Admiro mais a postura daqueles que, cientes das leis de ação e reação, preferem interferir no alheio apenas quando intimamente tocados, desconhecem o sentimento da pena, mas se compadecem com aqueles que amam e com outros que por ventura venham a amar. Admiro ainda mais aqueles que não restringem seus atos de amor aos que lhe são próximos, compadecem-se com aqueles que necessitam de ajuda, doam-se por completo.
Esses, quando morrem, costuma-se chamá-los de santos – é o que, por exemplo, aconteceu com Chico Xavier - o que pra mim não passa de grande afronta, seus atos não podem ser comparados aos dos santos de antigamente, a história nos conta sobre o porque das santificações, mas não cabe aqui discutir-se isso.
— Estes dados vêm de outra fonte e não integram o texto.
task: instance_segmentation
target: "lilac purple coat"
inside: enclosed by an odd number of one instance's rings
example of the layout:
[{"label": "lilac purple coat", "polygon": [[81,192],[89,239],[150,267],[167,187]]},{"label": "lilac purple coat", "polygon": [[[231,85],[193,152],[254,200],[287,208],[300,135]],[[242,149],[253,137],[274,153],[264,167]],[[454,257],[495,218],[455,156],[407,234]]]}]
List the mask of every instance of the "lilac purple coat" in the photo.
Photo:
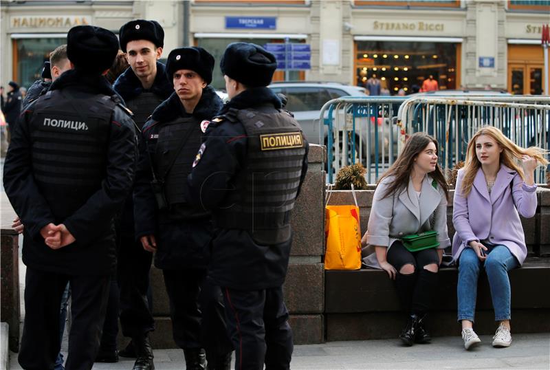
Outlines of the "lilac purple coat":
[{"label": "lilac purple coat", "polygon": [[[525,237],[520,220],[532,217],[537,208],[536,184],[527,185],[515,171],[500,165],[491,193],[479,168],[467,197],[462,195],[463,170],[459,170],[453,201],[452,224],[456,232],[452,239],[456,261],[472,240],[487,240],[506,246],[522,264],[527,254]],[[513,189],[513,191],[512,191]]]}]

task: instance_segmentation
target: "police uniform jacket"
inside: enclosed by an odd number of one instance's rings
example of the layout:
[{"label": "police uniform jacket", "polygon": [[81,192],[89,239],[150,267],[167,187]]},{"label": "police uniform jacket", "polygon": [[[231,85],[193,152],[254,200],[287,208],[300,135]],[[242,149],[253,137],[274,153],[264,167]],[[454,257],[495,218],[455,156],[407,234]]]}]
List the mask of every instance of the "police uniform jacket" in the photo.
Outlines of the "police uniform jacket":
[{"label": "police uniform jacket", "polygon": [[[113,96],[103,77],[68,71],[19,117],[3,181],[25,225],[29,267],[108,274],[116,266],[113,217],[130,190],[137,151],[133,122]],[[40,235],[50,223],[64,224],[76,241],[50,248]]]},{"label": "police uniform jacket", "polygon": [[[212,210],[215,237],[212,241],[209,275],[221,287],[254,290],[283,284],[288,268],[292,237],[289,233],[283,241],[274,244],[255,238],[250,229],[228,226],[227,222],[230,219],[225,219],[223,225],[220,223],[219,217],[230,209],[232,204],[238,202],[234,202],[234,197],[241,193],[243,186],[246,186],[242,180],[243,171],[250,163],[248,156],[257,155],[249,152],[249,144],[252,144],[249,140],[258,140],[259,137],[248,137],[243,122],[235,119],[241,114],[239,111],[249,109],[252,110],[247,111],[245,116],[250,117],[258,129],[271,127],[272,122],[268,118],[270,115],[287,115],[287,120],[295,125],[295,132],[300,136],[303,149],[302,154],[293,160],[295,164],[298,160],[297,177],[293,180],[296,181],[297,190],[293,189],[289,193],[292,199],[288,200],[289,204],[294,204],[307,170],[308,144],[301,135],[298,123],[290,118],[289,113],[282,110],[280,99],[267,87],[251,88],[238,94],[224,106],[220,117],[213,120],[206,130],[206,140],[197,154],[185,191],[190,201]],[[261,120],[254,118],[254,112],[258,111],[264,114],[258,116],[263,117]],[[277,164],[283,171],[285,166],[291,163],[285,151],[269,153],[280,161]],[[278,184],[284,181],[277,178],[280,172],[274,170],[274,176],[270,179],[271,184],[267,186],[272,185],[277,188]],[[268,199],[275,192],[266,192],[265,199]],[[279,202],[278,199],[276,202]],[[261,214],[260,211],[258,215]],[[236,217],[234,221],[239,222],[241,218]],[[288,231],[290,232],[289,226]]]},{"label": "police uniform jacket", "polygon": [[22,103],[23,97],[19,87],[17,89],[8,93],[3,111],[6,122],[12,125],[12,129],[13,129],[13,125],[17,122],[17,117],[21,112]]},{"label": "police uniform jacket", "polygon": [[[141,81],[131,67],[126,69],[113,85],[115,91],[124,99],[126,107],[133,113],[133,120],[140,129],[155,109],[174,91],[166,74],[166,67],[157,62],[157,75],[150,89],[143,88]],[[124,202],[120,216],[120,232],[127,237],[134,237],[133,202],[131,194]]]},{"label": "police uniform jacket", "polygon": [[[134,218],[135,235],[140,238],[154,235],[157,243],[155,265],[159,268],[206,268],[203,249],[212,239],[210,213],[201,206],[192,206],[186,202],[173,204],[169,209],[160,210],[151,188],[153,171],[156,176],[166,180],[165,191],[168,201],[170,191],[168,175],[176,172],[185,173],[175,177],[179,182],[173,184],[173,191],[183,188],[186,174],[190,172],[195,154],[202,142],[201,124],[209,122],[219,111],[223,102],[210,86],[203,89],[202,96],[193,113],[189,114],[174,92],[153,112],[142,131],[140,143],[140,160],[136,171],[134,188]],[[177,153],[177,160],[170,170],[170,175],[163,176],[163,164],[170,162],[172,155],[179,149],[179,141],[173,142],[171,147],[166,142],[168,135],[177,135],[170,131],[168,126],[182,126],[181,129],[193,130]],[[176,128],[176,129],[177,129]],[[184,133],[185,135],[185,133]],[[179,140],[179,138],[177,139]],[[167,159],[166,159],[167,158]],[[176,167],[178,167],[176,168]],[[166,167],[164,167],[166,168]],[[177,194],[173,195],[177,197]],[[183,194],[182,194],[183,197]]]}]

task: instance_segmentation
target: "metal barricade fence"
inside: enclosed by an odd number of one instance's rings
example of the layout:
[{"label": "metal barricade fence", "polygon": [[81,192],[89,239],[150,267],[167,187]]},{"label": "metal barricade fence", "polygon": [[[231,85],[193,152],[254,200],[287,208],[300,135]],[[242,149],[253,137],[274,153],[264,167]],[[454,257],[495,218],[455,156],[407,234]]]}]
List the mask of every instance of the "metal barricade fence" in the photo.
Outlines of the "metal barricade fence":
[{"label": "metal barricade fence", "polygon": [[[340,169],[360,162],[368,183],[393,163],[406,135],[424,131],[439,142],[443,170],[465,157],[478,127],[495,126],[518,145],[550,149],[550,98],[547,96],[438,96],[344,97],[321,109],[319,142],[327,146],[327,181]],[[547,168],[536,180],[546,182]]]},{"label": "metal barricade fence", "polygon": [[397,126],[394,124],[404,96],[343,97],[327,102],[320,113],[319,142],[327,149],[327,180],[345,166],[362,163],[373,182],[397,157]]},{"label": "metal barricade fence", "polygon": [[[520,146],[550,149],[550,97],[412,97],[400,106],[397,124],[407,133],[423,131],[437,139],[439,163],[446,171],[465,160],[470,138],[485,125],[500,129]],[[399,148],[403,142],[404,137]],[[546,183],[547,171],[538,167],[535,181]]]}]

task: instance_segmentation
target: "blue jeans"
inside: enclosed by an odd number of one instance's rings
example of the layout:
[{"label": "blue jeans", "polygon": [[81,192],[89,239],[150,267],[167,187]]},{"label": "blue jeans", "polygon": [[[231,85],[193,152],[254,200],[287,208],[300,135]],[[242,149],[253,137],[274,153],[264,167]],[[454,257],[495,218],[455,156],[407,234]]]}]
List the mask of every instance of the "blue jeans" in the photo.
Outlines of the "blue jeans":
[{"label": "blue jeans", "polygon": [[494,308],[494,320],[510,319],[510,280],[508,272],[519,265],[518,260],[505,246],[486,246],[489,249],[485,262],[477,258],[475,251],[466,248],[459,259],[459,321],[474,321],[477,297],[477,281],[483,265],[487,272]]}]

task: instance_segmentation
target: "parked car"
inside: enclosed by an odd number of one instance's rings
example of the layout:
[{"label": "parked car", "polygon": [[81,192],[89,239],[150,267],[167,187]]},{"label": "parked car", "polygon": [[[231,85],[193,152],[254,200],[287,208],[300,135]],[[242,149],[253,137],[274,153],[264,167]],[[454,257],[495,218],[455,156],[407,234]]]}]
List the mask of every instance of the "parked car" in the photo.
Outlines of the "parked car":
[{"label": "parked car", "polygon": [[[350,86],[343,85],[338,83],[316,83],[316,82],[284,82],[284,83],[274,83],[269,86],[276,94],[284,94],[288,101],[287,102],[286,109],[292,112],[294,118],[300,123],[302,127],[302,130],[304,132],[307,140],[313,144],[324,144],[327,143],[328,128],[327,126],[323,125],[324,128],[324,140],[323,142],[319,142],[319,115],[322,106],[332,99],[336,99],[344,96],[358,96],[365,97],[365,89],[358,86]],[[344,115],[344,111],[340,111],[338,114]],[[325,113],[325,118],[327,117]],[[347,122],[346,125],[348,129],[351,127],[351,115],[346,116]],[[389,134],[390,128],[391,120],[390,118],[379,118],[375,120],[374,117],[371,117],[370,122],[367,122],[367,118],[362,117],[358,118],[355,120],[355,129],[356,135],[355,139],[355,160],[358,160],[360,157],[359,152],[359,126],[360,125],[364,129],[362,131],[362,151],[360,156],[363,158],[364,164],[365,164],[364,159],[366,157],[368,147],[371,147],[370,155],[374,156],[375,154],[375,127],[377,124],[379,127],[382,124],[386,124],[384,138],[382,138],[382,134],[379,136],[379,151],[381,153],[382,143],[384,142],[386,148],[386,155],[387,156],[388,149],[389,145]],[[368,140],[368,133],[366,127],[371,128],[371,145],[367,146],[366,143]],[[380,127],[379,127],[380,128]],[[340,129],[342,130],[342,129]],[[379,131],[381,132],[381,131]],[[395,138],[396,136],[394,136]],[[351,152],[351,140],[349,142],[348,148],[346,151],[348,153]],[[395,146],[397,151],[397,142]],[[342,152],[342,142],[340,142],[340,151]],[[334,151],[334,148],[333,148]]]}]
O que se sabe é que a nossa sociedade, culturalmente influenciada pelo catolicismo, prefere ainda valorizar aquele que sente pena, e enxerga com maus olhos o que se mantém mais rijo diante de certas situações e age apenas quando tomado pelo sentimento da compaixão.
Obviamente, aquele que trabalha em prol dos outros, seja buscando o benefício próprio ou beneficio alheio, já está indo num bom caminho, mas fundamental é perceber o que, em verdade, cada um precisa. A experiência da dor é fundamental à evolução moral do indivíduo. Defendo a idéia de que o que se aprende com os próprios erros é muito mais válido do que o que se aprende com a observação. Por isso é fundamental que aquele a quem se quer ajudar, tenha, de antemão, se disposto a ser ajudado. Não só para não desperdiçar energias, mas também para não atrapalhar a sua evolução. Pobre daqueles que acreditam que se ganha créditos com Deus sempre que se ajuda alguém. Se isto é feito só por um sentimento de pena, ou objetivando o auferimento do referido crédito, é lógico que os efeitos desta ação não vão ser os mesmos daqueles que resultam do sentimento da compaixão.
Há aqueles também que auxiliam o próximo apenas por uma necessidade de desencargo de consciência. Acreditam haver necessidade em sentir-se pena dos outros. O que é totalmente desprovido de lógica, deve-se, na verdade, buscar-se o sentimento da compaixão, sem forçá-lo, não há compaixão na artificialidade. Não age com compaixão aquele que faz pelo prazer próprio, não age com compaixão aquele que ajuda para demonstrar que pode ou para se inflar de orgulho e dizer: eu também ajudei.
Deve-se, portanto, buscar-se agir com compaixão. Até mesmo a mais simplória das doações deve ser gerada a partir deste nobre sentimento. Sentir compaixão é doar ao próximo um pouco de si mesmo, é reservar lugar para ele entre os seus pensamentos, é dividir a angústia e os sofrimentos e, por fim, felicitar-se junto com o outro pelo seu engrandecimento.